Amoroso Anthony, Gilliam Bruce L, Talwani Rohit, Boyce Colleen, Redfield Robert R, Davis Charles E
Institute of Human Virology, University of Maryland School of Medicine, Baltimore, Maryland 21201, USA.
HIV Clin Trials. 2009 Sep-Oct;10(5):320-3. doi: 10.1310/hct1005-320.
The once-daily nucleoside reverse transcriptase inhibitor backbone of tenofovir and emtricitabine has been proven effective in combination with efavirenz and protease inhibitors in large clinical trials. This study evaluated tenofovir and emtricitabine in combination with nevirapine.

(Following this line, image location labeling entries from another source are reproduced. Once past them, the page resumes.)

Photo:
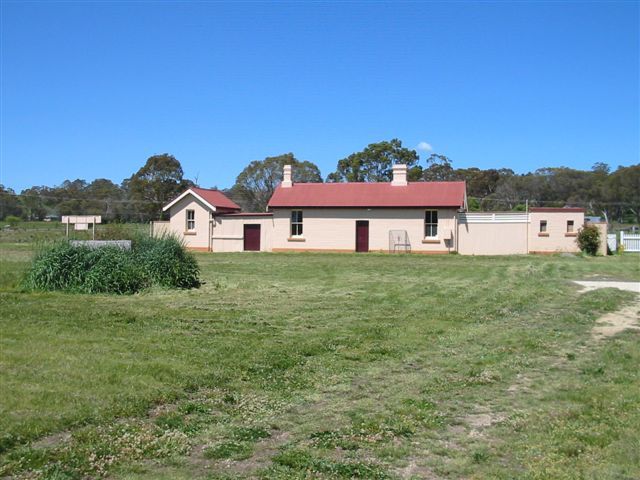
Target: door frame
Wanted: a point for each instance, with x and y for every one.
(253, 226)
(363, 223)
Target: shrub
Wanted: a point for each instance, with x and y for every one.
(589, 239)
(12, 220)
(167, 262)
(152, 261)
(113, 271)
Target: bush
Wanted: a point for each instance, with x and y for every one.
(152, 261)
(12, 220)
(167, 261)
(589, 239)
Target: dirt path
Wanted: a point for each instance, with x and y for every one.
(627, 318)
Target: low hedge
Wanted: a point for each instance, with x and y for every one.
(151, 261)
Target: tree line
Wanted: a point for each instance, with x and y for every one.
(613, 194)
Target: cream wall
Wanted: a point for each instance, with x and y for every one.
(492, 238)
(335, 229)
(557, 238)
(199, 238)
(228, 232)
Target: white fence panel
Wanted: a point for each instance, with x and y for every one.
(494, 217)
(631, 243)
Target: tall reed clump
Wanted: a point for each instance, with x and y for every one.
(151, 261)
(167, 262)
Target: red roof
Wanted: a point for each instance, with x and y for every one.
(556, 209)
(248, 214)
(216, 198)
(414, 194)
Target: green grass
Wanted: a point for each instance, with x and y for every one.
(33, 232)
(325, 366)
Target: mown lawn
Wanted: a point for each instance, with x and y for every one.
(324, 366)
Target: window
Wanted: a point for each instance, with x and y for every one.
(569, 226)
(543, 226)
(296, 223)
(431, 223)
(191, 220)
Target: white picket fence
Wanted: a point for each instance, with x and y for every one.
(631, 243)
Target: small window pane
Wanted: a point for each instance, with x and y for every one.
(431, 223)
(191, 220)
(296, 223)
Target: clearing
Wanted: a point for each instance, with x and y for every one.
(293, 366)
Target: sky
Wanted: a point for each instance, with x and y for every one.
(91, 90)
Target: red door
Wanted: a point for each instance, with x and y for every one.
(252, 238)
(362, 236)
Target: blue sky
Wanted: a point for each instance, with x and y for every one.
(90, 90)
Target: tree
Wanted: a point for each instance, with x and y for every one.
(9, 203)
(104, 198)
(375, 163)
(623, 189)
(439, 169)
(154, 185)
(257, 182)
(33, 203)
(589, 239)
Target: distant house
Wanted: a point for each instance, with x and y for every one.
(396, 216)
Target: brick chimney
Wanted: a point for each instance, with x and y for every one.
(399, 175)
(286, 177)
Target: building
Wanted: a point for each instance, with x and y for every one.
(396, 216)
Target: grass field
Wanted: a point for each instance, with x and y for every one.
(324, 366)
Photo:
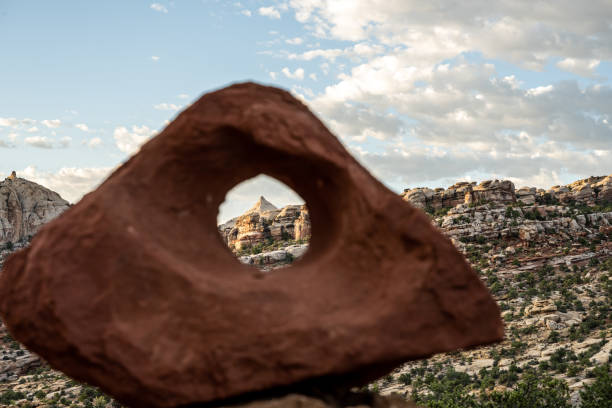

Viral load was assessed at baseline, Day 3, and Day 7 in addition to Weeks 2, 4, 8, 12, 16, 24, 32, 40, 48, 60, 72, and 84 in 10 antiretroviral-naïve patients participating in an open-label clinical trial of tenofovir and emtricitabine once daily in combination with nevirapine twice daily.
All patients achieved viral decay with this combination. Two patients discontinued prior to virologic suppression, one with a viral load of 55 copies/mL. Virologic suppression (<50 copies/mL) was achieved by Week 24 in the remaining 8 patients. An undetectable viral load was maintained during > or =60 weeks follow-up.
In this study of treatment-naïve patients, the combination of tenofovir and emtricitabine plus twice-daily nevirapine produced sustained viral load decay in patients including those with a high baseline viral load.
在大型临床试验中,每日一次的替诺福韦和恩曲他滨核苷类逆转录酶抑制剂骨干药物已被证明与依非韦伦和蛋白酶抑制剂联合使用有效。本研究评估了替诺福韦和恩曲他滨与奈韦拉平联合使用的情况。
在一项开放标签临床试验中,对10名初治抗逆转录病毒患者进行研究,这些患者每日一次服用替诺福韦和恩曲他滨,并每日两次服用奈韦拉平。除了在基线、第3天和第7天评估病毒载量外,还在第2、4、8、12、16、24、32、40、48、60、72和84周进行评估。
所有患者使用该联合方案均实现了病毒载量下降。两名患者在病毒学抑制之前停药,其中一名患者的病毒载量为55拷贝/毫升。其余8名患者在第24周时实现了病毒学抑制(<50拷贝/毫升)。在≥60周的随访期间,病毒载量一直保持不可检测。
在这项针对初治患者的研究中,替诺福韦和恩曲他滨联合每日两次服用奈韦拉平的方案在包括基线病毒载量较高的患者中产生了持续的病毒载量下降。